Detect duplicate items in recursive CTE
The word dep
in the second query (after union
) is ambiguous. In fact it is interpreted as the column of rdeps
, not as an alias of objectdependencies.
with recursive rdeps as (
select dep
from objectdependencies dep
where dep.dependson = 4 -- starting point
union all
select dep -- this means r.dep
from objectdependencies dep
join rdeps r
on (r.dep).id = dep.dependson
) select (dep).id from rdeps;
This is why the query creates an endless loop. You can correct this by changing the alias:
with recursive rdeps as (
select dep
from objectdependencies dep
where dep.dependson = 4 -- starting point
union all
select objectdep
from objectdependencies objectdep
join rdeps r
on (r.dep).id = objectdep.dependson
) select (dep).id from rdeps;
id
----
1
2
3
1
2
1
(6 rows)
Or better, just by using columns, like the good Lord intended:
with recursive rdeps as (
select id, dependson
from objectdependencies
where dependson = 4
union all
select d.id, d.dependson
from objectdependencies d
join rdeps r
on r.id = d.dependson
)
select *
from rdeps;
The first query in the question is all you can do in plain sql as there is no communication between different (paralel) branches generated by a recursive query. In a functional approach you can use a temporary table as a store common to all branches. The function may look like this:
create or replace function rec_function(int)
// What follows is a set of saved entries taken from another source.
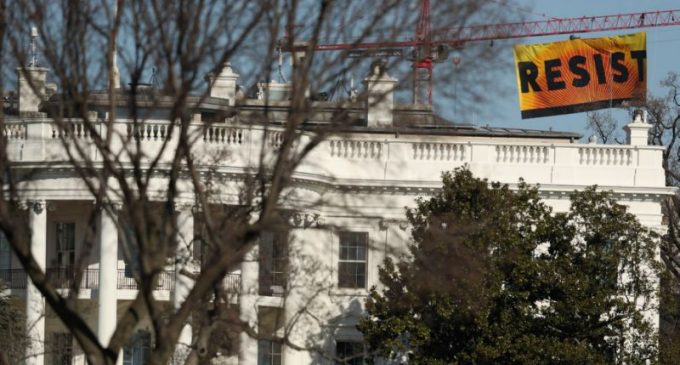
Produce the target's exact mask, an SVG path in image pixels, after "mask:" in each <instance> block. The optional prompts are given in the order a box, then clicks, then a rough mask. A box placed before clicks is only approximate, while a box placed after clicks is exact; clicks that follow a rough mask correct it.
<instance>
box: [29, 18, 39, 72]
mask: <svg viewBox="0 0 680 365" xmlns="http://www.w3.org/2000/svg"><path fill="white" fill-rule="evenodd" d="M37 39H38V28H36V27H31V61H30V62H29V63H28V67H37V66H38V51H37V48H36V41H37Z"/></svg>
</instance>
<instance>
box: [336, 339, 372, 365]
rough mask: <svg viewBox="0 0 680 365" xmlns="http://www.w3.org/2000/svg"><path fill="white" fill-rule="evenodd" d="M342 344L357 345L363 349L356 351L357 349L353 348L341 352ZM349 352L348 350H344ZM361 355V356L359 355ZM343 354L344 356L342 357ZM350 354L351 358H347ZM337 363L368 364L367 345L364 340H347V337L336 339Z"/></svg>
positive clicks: (347, 344)
mask: <svg viewBox="0 0 680 365" xmlns="http://www.w3.org/2000/svg"><path fill="white" fill-rule="evenodd" d="M340 344H346V345H351V346H355V347H360V348H361V349H360V350H359V351H356V348H355V349H351V350H350V352H349V353H343V354H341V353H340V350H339V349H340V346H339V345H340ZM343 352H347V351H343ZM359 355H361V356H359ZM341 356H343V357H342V358H341ZM348 356H351V357H350V358H347V357H348ZM334 364H335V365H363V364H366V346H365V344H364V343H363V342H362V341H357V340H347V339H339V340H335V361H334Z"/></svg>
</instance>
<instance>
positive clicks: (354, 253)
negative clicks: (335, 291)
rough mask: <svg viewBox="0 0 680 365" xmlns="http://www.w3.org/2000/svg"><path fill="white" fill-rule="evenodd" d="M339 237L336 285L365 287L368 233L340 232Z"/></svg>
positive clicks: (358, 232) (367, 243) (365, 284)
mask: <svg viewBox="0 0 680 365" xmlns="http://www.w3.org/2000/svg"><path fill="white" fill-rule="evenodd" d="M339 237H340V248H339V263H338V286H339V287H341V288H365V287H366V261H367V256H368V255H367V254H368V252H367V251H368V247H367V246H368V233H366V232H340V234H339Z"/></svg>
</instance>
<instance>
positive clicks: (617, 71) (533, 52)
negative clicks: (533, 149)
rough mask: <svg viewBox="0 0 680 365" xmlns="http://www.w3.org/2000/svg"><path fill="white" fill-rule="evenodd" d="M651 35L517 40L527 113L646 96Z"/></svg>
mask: <svg viewBox="0 0 680 365" xmlns="http://www.w3.org/2000/svg"><path fill="white" fill-rule="evenodd" d="M646 40H647V37H646V34H645V33H636V34H629V35H624V36H616V37H606V38H591V39H573V40H568V41H563V42H555V43H544V44H534V45H516V46H515V47H514V48H515V69H516V73H517V88H518V91H519V106H520V111H521V112H522V119H526V118H536V117H543V116H548V115H557V114H568V113H578V112H582V111H587V110H594V109H600V108H607V107H610V106H617V105H620V104H621V103H622V102H623V101H625V100H632V99H644V97H645V94H646V92H647V70H646V69H647V41H646Z"/></svg>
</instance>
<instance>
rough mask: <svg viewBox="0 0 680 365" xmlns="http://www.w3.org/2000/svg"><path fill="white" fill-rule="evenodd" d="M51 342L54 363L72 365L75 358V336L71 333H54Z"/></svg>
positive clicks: (51, 339)
mask: <svg viewBox="0 0 680 365" xmlns="http://www.w3.org/2000/svg"><path fill="white" fill-rule="evenodd" d="M51 340H52V341H51V342H52V343H51V344H50V350H51V351H50V352H51V354H52V364H54V365H71V361H72V360H73V336H72V335H71V334H70V333H53V334H52V338H51Z"/></svg>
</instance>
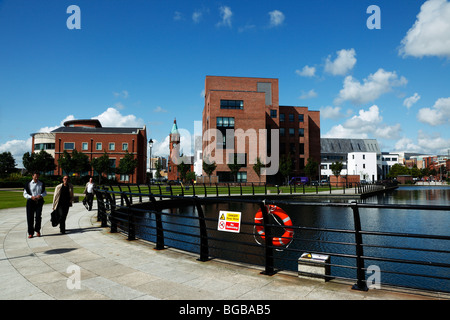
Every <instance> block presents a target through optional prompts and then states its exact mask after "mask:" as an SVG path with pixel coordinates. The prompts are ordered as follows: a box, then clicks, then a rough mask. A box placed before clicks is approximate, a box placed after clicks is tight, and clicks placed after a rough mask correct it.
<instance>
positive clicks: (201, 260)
mask: <svg viewBox="0 0 450 320" xmlns="http://www.w3.org/2000/svg"><path fill="white" fill-rule="evenodd" d="M193 199H194V205H195V207H196V208H197V214H198V224H199V226H200V257H199V258H198V261H202V262H205V261H208V260H209V247H208V232H207V230H206V222H205V215H204V213H203V209H202V206H201V204H200V203H199V201H198V199H197V197H194V198H193Z"/></svg>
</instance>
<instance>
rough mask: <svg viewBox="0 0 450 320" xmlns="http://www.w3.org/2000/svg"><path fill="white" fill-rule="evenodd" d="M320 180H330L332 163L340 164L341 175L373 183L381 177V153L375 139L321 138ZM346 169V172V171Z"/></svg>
mask: <svg viewBox="0 0 450 320" xmlns="http://www.w3.org/2000/svg"><path fill="white" fill-rule="evenodd" d="M320 147H321V164H320V169H321V170H320V171H321V172H320V174H321V179H328V180H329V179H330V176H332V175H333V172H332V170H331V168H330V166H331V164H332V163H333V162H338V161H339V162H342V164H343V165H344V168H343V169H342V171H341V175H347V174H349V175H355V174H356V175H360V179H361V180H366V181H368V182H375V181H378V180H380V179H381V178H382V176H381V151H380V148H379V146H378V142H377V140H376V139H339V138H321V139H320ZM347 168H348V170H347Z"/></svg>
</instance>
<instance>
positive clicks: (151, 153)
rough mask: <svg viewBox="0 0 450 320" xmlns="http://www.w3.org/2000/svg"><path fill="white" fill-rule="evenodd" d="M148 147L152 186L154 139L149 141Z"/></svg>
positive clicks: (150, 176)
mask: <svg viewBox="0 0 450 320" xmlns="http://www.w3.org/2000/svg"><path fill="white" fill-rule="evenodd" d="M148 146H149V147H150V166H149V167H150V184H151V182H152V180H151V179H152V178H153V173H152V147H153V140H152V139H150V140H149V141H148Z"/></svg>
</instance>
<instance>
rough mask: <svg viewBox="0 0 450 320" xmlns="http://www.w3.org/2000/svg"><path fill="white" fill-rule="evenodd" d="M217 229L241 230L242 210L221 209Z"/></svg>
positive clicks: (218, 229)
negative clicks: (241, 219)
mask: <svg viewBox="0 0 450 320" xmlns="http://www.w3.org/2000/svg"><path fill="white" fill-rule="evenodd" d="M217 230H219V231H228V232H239V231H240V230H241V212H233V211H220V212H219V221H218V224H217Z"/></svg>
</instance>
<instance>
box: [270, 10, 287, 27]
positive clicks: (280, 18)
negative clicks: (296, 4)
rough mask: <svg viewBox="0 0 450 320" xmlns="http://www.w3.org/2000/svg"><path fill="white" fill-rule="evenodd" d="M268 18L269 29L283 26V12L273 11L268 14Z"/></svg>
mask: <svg viewBox="0 0 450 320" xmlns="http://www.w3.org/2000/svg"><path fill="white" fill-rule="evenodd" d="M269 16H270V26H271V27H277V26H279V25H281V24H283V22H284V18H285V17H284V14H283V12H281V11H279V10H273V11H270V12H269Z"/></svg>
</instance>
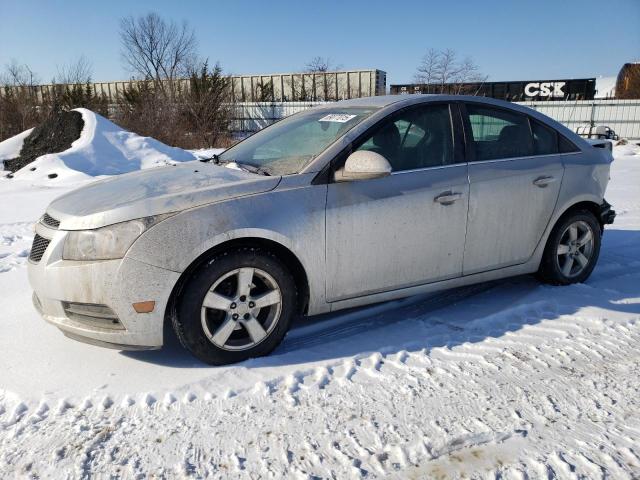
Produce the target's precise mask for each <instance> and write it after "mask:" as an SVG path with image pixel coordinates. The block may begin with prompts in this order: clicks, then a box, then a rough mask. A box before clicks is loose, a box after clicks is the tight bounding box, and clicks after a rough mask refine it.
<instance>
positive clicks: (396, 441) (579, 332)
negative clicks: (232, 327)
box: [0, 145, 640, 478]
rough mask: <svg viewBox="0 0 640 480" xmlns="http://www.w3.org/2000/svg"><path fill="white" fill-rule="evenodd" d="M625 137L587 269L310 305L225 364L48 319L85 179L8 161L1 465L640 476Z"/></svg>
mask: <svg viewBox="0 0 640 480" xmlns="http://www.w3.org/2000/svg"><path fill="white" fill-rule="evenodd" d="M614 155H615V156H616V161H615V162H614V163H613V165H612V172H611V183H610V186H609V190H608V193H607V199H608V200H609V201H610V202H611V203H612V204H613V206H614V208H615V209H616V211H617V212H618V217H617V218H616V222H615V224H614V225H612V226H610V228H608V229H607V231H606V233H605V236H604V239H603V246H602V252H601V257H600V260H599V263H598V266H597V267H596V269H595V271H594V273H593V275H592V276H591V278H590V279H589V280H588V281H587V283H585V284H583V285H575V286H570V287H550V286H544V285H540V284H539V283H537V281H536V280H535V279H533V278H531V277H521V278H515V279H508V280H504V281H499V282H493V283H487V284H482V285H476V286H472V287H465V288H461V289H457V290H453V291H449V292H444V293H439V294H434V295H424V296H419V297H414V298H410V299H405V300H401V301H395V302H389V303H386V304H383V305H378V306H372V307H368V308H364V309H358V310H353V311H349V312H346V313H338V314H331V315H324V316H321V317H318V318H313V319H306V320H304V321H301V322H299V323H298V324H297V325H295V326H294V328H293V329H292V331H291V332H290V334H289V335H288V336H287V337H286V339H285V341H284V343H283V344H282V345H281V346H280V347H279V348H278V349H277V350H276V351H275V352H274V353H273V354H272V355H271V356H269V357H266V358H261V359H255V360H251V361H248V362H244V363H242V364H239V365H233V366H227V367H217V368H214V367H208V366H205V365H203V364H201V363H199V362H197V361H196V360H194V359H193V358H192V357H191V356H190V355H189V354H188V353H186V352H185V351H184V350H182V349H181V348H180V347H179V346H177V345H176V344H175V342H171V343H170V344H169V345H168V346H166V347H165V348H164V349H162V350H160V351H152V352H129V353H123V352H118V351H113V350H106V349H100V348H97V347H91V346H88V345H84V344H81V343H77V342H74V341H71V340H69V339H67V338H65V337H64V336H63V335H62V334H61V333H60V332H58V331H57V330H56V329H55V328H54V327H52V326H50V325H48V324H46V323H45V322H44V321H43V320H41V319H40V317H39V316H38V314H37V313H36V312H35V311H34V310H33V307H32V306H31V301H30V297H31V292H30V290H29V286H28V283H27V278H26V268H25V266H26V259H27V255H28V251H29V248H30V243H31V240H32V237H33V232H32V225H33V222H34V221H35V220H36V219H37V218H38V217H39V215H40V214H41V213H42V211H43V210H44V207H45V206H46V204H47V203H48V202H49V201H50V200H51V199H52V198H53V197H55V196H57V195H58V194H60V193H61V192H63V191H65V189H68V188H70V187H69V186H62V187H60V186H55V185H52V184H51V183H47V184H45V185H42V184H35V185H30V184H29V183H27V182H15V180H16V179H13V180H9V179H4V178H2V179H0V205H3V206H4V207H3V208H2V209H0V295H1V297H0V298H1V299H2V300H0V301H1V302H2V310H1V312H2V313H0V322H1V324H2V331H3V335H1V336H0V365H2V371H1V372H0V477H3V478H5V477H21V476H33V477H34V478H35V477H42V478H47V477H56V478H61V477H67V478H76V477H89V476H105V477H106V476H122V477H127V478H130V477H142V476H149V477H152V476H158V477H168V478H175V477H206V476H212V477H223V478H224V477H232V478H259V477H273V478H285V477H287V478H317V477H321V478H326V477H329V478H360V477H369V478H461V477H471V478H485V477H491V478H497V477H500V478H543V477H544V478H605V477H610V478H637V477H638V476H640V451H639V449H638V445H639V443H638V438H640V398H639V397H638V393H637V392H638V389H639V387H640V187H639V185H640V147H638V146H635V145H625V146H616V147H614ZM63 158H68V157H63ZM56 165H57V166H59V165H58V164H56ZM56 168H57V167H56ZM82 181H84V180H82ZM7 206H10V207H7Z"/></svg>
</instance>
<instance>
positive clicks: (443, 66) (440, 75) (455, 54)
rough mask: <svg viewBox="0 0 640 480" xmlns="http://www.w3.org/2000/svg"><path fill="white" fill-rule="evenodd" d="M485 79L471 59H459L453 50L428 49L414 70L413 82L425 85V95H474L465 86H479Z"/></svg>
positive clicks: (449, 49) (456, 54)
mask: <svg viewBox="0 0 640 480" xmlns="http://www.w3.org/2000/svg"><path fill="white" fill-rule="evenodd" d="M486 79H487V77H486V76H485V75H482V74H481V73H480V68H479V67H478V65H476V63H475V62H474V61H473V59H472V58H470V57H466V58H464V59H462V60H460V59H459V57H458V54H457V52H456V51H455V50H452V49H446V50H436V49H433V48H431V49H429V51H428V52H427V53H426V54H425V56H424V57H423V58H422V61H421V62H420V65H418V68H417V69H416V74H415V81H416V83H421V84H425V85H426V89H427V90H428V91H427V92H426V93H433V92H442V93H453V94H460V93H475V92H471V91H469V86H468V85H465V84H469V83H475V84H481V83H483V82H485V81H486Z"/></svg>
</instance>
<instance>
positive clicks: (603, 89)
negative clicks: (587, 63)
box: [595, 76, 618, 99]
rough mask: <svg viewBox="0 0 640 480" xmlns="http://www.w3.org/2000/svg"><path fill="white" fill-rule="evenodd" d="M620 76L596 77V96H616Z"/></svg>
mask: <svg viewBox="0 0 640 480" xmlns="http://www.w3.org/2000/svg"><path fill="white" fill-rule="evenodd" d="M617 81H618V77H615V76H614V77H598V78H596V95H595V98H610V99H611V98H614V97H615V95H616V82H617Z"/></svg>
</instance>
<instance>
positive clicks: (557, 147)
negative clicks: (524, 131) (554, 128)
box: [529, 118, 558, 155]
mask: <svg viewBox="0 0 640 480" xmlns="http://www.w3.org/2000/svg"><path fill="white" fill-rule="evenodd" d="M529 120H530V122H531V132H532V133H533V154H534V155H552V154H554V153H558V134H557V133H556V131H555V130H553V129H552V128H549V127H547V126H546V125H543V124H542V123H540V122H538V121H536V120H534V119H533V118H530V119H529Z"/></svg>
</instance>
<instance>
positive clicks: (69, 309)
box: [62, 302, 124, 330]
mask: <svg viewBox="0 0 640 480" xmlns="http://www.w3.org/2000/svg"><path fill="white" fill-rule="evenodd" d="M62 308H63V309H64V313H65V314H66V315H67V318H68V319H69V320H73V321H75V322H78V323H82V324H85V325H89V326H92V327H98V328H106V329H109V330H124V326H123V325H122V324H121V323H120V320H119V319H118V316H117V315H116V314H115V312H114V311H113V310H111V309H110V308H109V307H107V306H106V305H98V304H94V303H74V302H62Z"/></svg>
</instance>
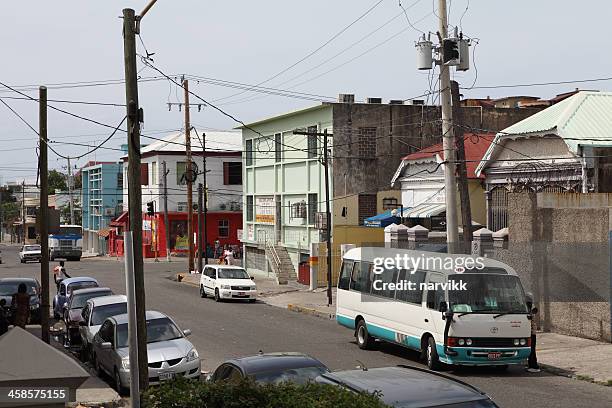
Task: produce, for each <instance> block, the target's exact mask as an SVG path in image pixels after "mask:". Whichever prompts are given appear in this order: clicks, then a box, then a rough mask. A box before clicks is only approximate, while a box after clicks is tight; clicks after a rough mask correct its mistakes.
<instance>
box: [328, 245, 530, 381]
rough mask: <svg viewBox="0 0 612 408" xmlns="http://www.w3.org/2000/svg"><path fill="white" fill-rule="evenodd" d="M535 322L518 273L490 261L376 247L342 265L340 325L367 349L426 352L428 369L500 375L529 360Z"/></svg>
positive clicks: (348, 252)
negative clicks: (386, 345) (350, 328)
mask: <svg viewBox="0 0 612 408" xmlns="http://www.w3.org/2000/svg"><path fill="white" fill-rule="evenodd" d="M389 260H391V261H389ZM406 261H407V262H406ZM531 318H532V315H531V310H530V309H529V308H528V305H527V302H526V298H525V293H524V291H523V287H522V285H521V281H520V279H519V277H518V276H517V274H516V272H515V271H514V270H513V269H512V268H510V267H509V266H508V265H506V264H504V263H502V262H499V261H496V260H493V259H488V258H475V257H472V256H470V255H450V254H445V253H435V252H424V251H418V250H417V251H411V250H404V249H391V248H373V247H363V248H354V249H351V250H349V251H347V252H346V253H345V254H344V256H343V259H342V267H341V271H340V277H339V280H338V292H337V309H336V320H337V322H338V323H339V324H341V325H343V326H346V327H349V328H351V329H354V331H355V337H356V339H357V344H358V345H359V347H360V348H363V349H368V348H371V347H372V346H373V345H374V342H375V340H376V339H378V340H384V341H387V342H392V343H396V344H400V345H402V346H406V347H409V348H411V349H414V350H418V351H421V355H422V357H423V358H424V359H426V361H427V365H428V366H429V368H431V369H439V368H441V366H442V364H441V363H444V364H450V365H495V366H499V367H500V368H503V367H507V366H508V365H511V364H524V363H525V361H526V359H527V358H528V357H529V353H530V340H531V321H530V319H531Z"/></svg>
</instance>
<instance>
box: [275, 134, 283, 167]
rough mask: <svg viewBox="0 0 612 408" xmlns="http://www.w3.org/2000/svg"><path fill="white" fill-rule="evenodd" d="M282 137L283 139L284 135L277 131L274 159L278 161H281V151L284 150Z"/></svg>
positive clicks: (275, 160) (275, 161)
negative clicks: (281, 145) (282, 141)
mask: <svg viewBox="0 0 612 408" xmlns="http://www.w3.org/2000/svg"><path fill="white" fill-rule="evenodd" d="M281 139H282V135H281V134H280V133H277V134H275V135H274V161H275V162H277V163H278V162H279V161H281V151H282V147H281V145H282V144H283V142H282V141H281Z"/></svg>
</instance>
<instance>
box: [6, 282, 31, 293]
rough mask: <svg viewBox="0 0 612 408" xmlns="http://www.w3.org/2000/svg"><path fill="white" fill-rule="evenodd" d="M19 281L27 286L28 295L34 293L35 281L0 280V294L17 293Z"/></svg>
mask: <svg viewBox="0 0 612 408" xmlns="http://www.w3.org/2000/svg"><path fill="white" fill-rule="evenodd" d="M20 283H25V284H26V286H27V287H28V293H29V294H30V295H35V294H36V282H34V281H24V282H19V281H16V282H0V296H13V295H14V294H15V293H17V289H18V288H19V284H20Z"/></svg>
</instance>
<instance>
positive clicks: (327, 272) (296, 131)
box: [293, 129, 333, 306]
mask: <svg viewBox="0 0 612 408" xmlns="http://www.w3.org/2000/svg"><path fill="white" fill-rule="evenodd" d="M293 134H294V135H306V136H316V137H323V168H324V171H325V223H326V226H325V241H326V244H327V305H328V306H331V304H332V245H331V237H332V225H331V224H332V223H331V209H330V204H329V201H330V199H329V194H330V193H329V152H328V148H327V145H328V142H327V139H328V138H329V137H332V136H333V135H332V134H331V133H327V129H325V130H324V131H323V133H318V132H314V133H309V132H303V131H298V130H294V131H293Z"/></svg>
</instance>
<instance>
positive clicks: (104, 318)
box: [79, 295, 127, 361]
mask: <svg viewBox="0 0 612 408" xmlns="http://www.w3.org/2000/svg"><path fill="white" fill-rule="evenodd" d="M124 313H127V296H125V295H112V296H103V297H96V298H93V299H89V300H87V304H86V305H85V307H84V308H83V312H82V313H81V316H82V317H83V320H82V321H80V322H79V334H80V335H81V357H82V358H83V360H85V361H87V360H91V358H92V351H93V350H92V347H91V345H92V342H93V338H94V336H95V335H96V333H98V330H100V326H101V325H102V323H104V321H105V320H106V318H108V317H111V316H115V315H120V314H124Z"/></svg>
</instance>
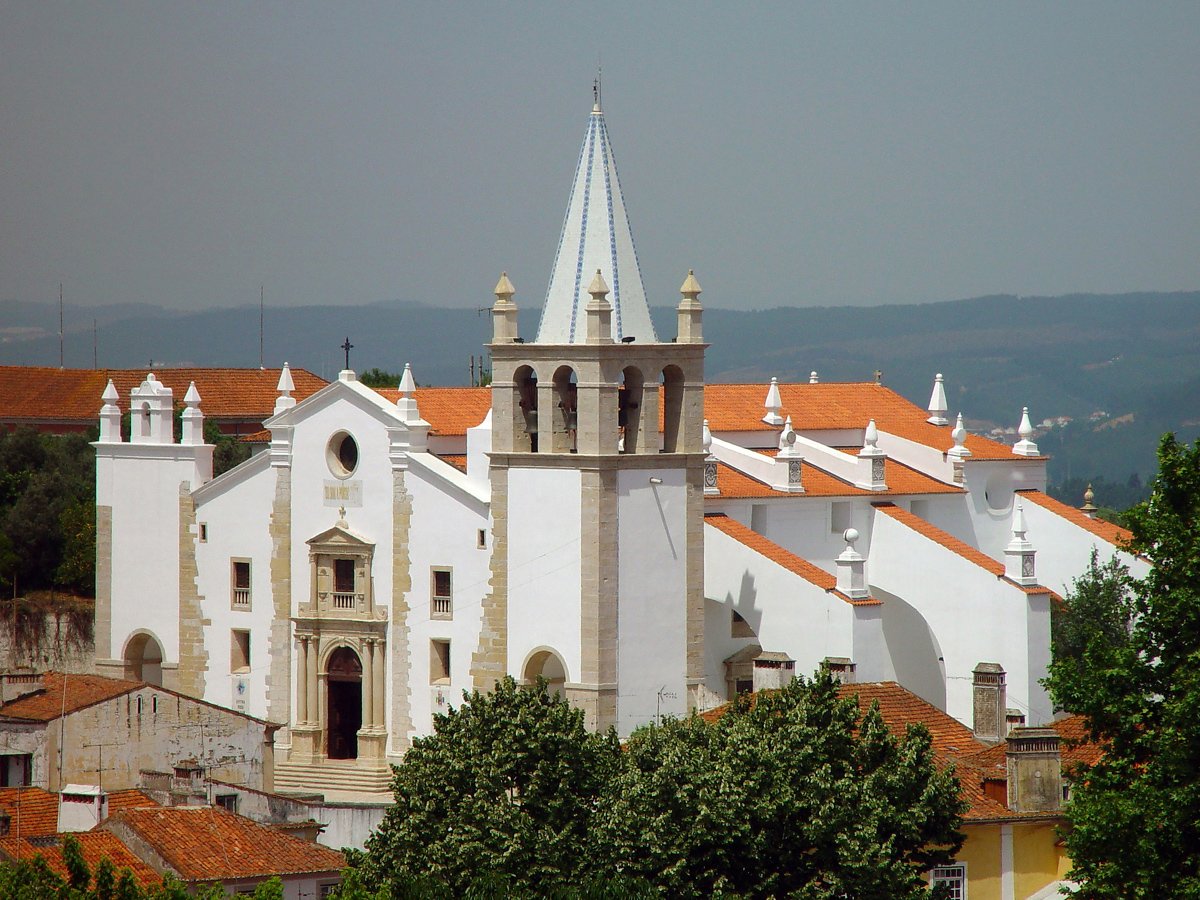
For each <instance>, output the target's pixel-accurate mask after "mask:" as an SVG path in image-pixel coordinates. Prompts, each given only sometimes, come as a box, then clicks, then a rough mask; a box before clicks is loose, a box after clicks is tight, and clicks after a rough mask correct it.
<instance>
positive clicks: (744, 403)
mask: <svg viewBox="0 0 1200 900" xmlns="http://www.w3.org/2000/svg"><path fill="white" fill-rule="evenodd" d="M779 392H780V397H781V400H782V403H784V407H782V410H781V415H784V416H788V415H791V416H792V427H793V428H796V430H797V431H802V432H806V431H830V430H841V428H863V427H865V426H866V422H868V421H869V420H870V419H875V424H876V426H878V428H880V430H881V431H886V432H888V433H889V434H895V436H896V437H900V438H906V439H908V440H913V442H916V443H918V444H924V445H925V446H931V448H935V449H937V450H942V451H946V450H949V449H950V446H953V445H954V440H953V439H952V438H950V428H949V427H947V426H938V425H930V424H929V422H926V421H925V419H926V418H928V416H929V412H928V410H925V409H922V408H920V407H918V406H917V404H916V403H912V402H910V401H907V400H905V398H904V397H901V396H900V395H899V394H896V392H895V391H893V390H892V389H889V388H884V386H883V385H881V384H872V383H870V382H857V383H835V382H826V383H822V384H808V383H799V384H780V385H779ZM766 396H767V385H766V384H709V385H706V388H704V416H706V418H707V419H708V427H709V428H712V431H714V432H728V431H776V430H778V428H776V426H772V425H767V422H764V421H762V416H763V413H764V412H766V409H764V407H763V404H762V402H763V400H764V398H766ZM966 445H967V449H968V450H971V454H972V456H971V457H970V458H972V460H1010V458H1013V451H1012V448H1009V446H1006V445H1004V444H1000V443H997V442H995V440H990V439H988V438H983V437H979V436H978V434H967V440H966Z"/></svg>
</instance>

returns void language plpgsql as $$
declare
i int;
begin
for i in
select id
from objectdependencies
where dependson = $1
loop
if not exists(
select from temp_table
where id = i)
then
insert into temp_table values(i);
perform rec_function(i);
end if;
end loop;
end $$;
Usage:
create temp table temp_table(id int);
select rec_function(4);
select *
from temp_table;
I know is't a rather old question, but I'm a little amazed that no one suggested removing all
from the union
to eliminate the duplicates early. It is a rather simple way to prevent duplicates in the result of a recursive CTE, but it does have its caveats — such a result must include only real fields, i.e. no calculated on the go depth
, path
or whatever.
Using the sample data from the question with this query (reformatted a little from the original):
with recursive
rdeps as (
select dep.id, dep.id as dependson
from objectdependencies as dep
where dep.dependson = 4 -- starting point
union
select self.id, dep.dependson
from rdeps as self
join objectdependencies as dep on dep.dependson = self.id
)
select dependson from rdeps;
I get precisely 1
, 2
, and 3
.
Moreover, this solution prevents endless loop in case of a cycle in dependencies. However, it does not detect it, as it doesn't and can't show that there is a cycle, it just prevents an endless loop.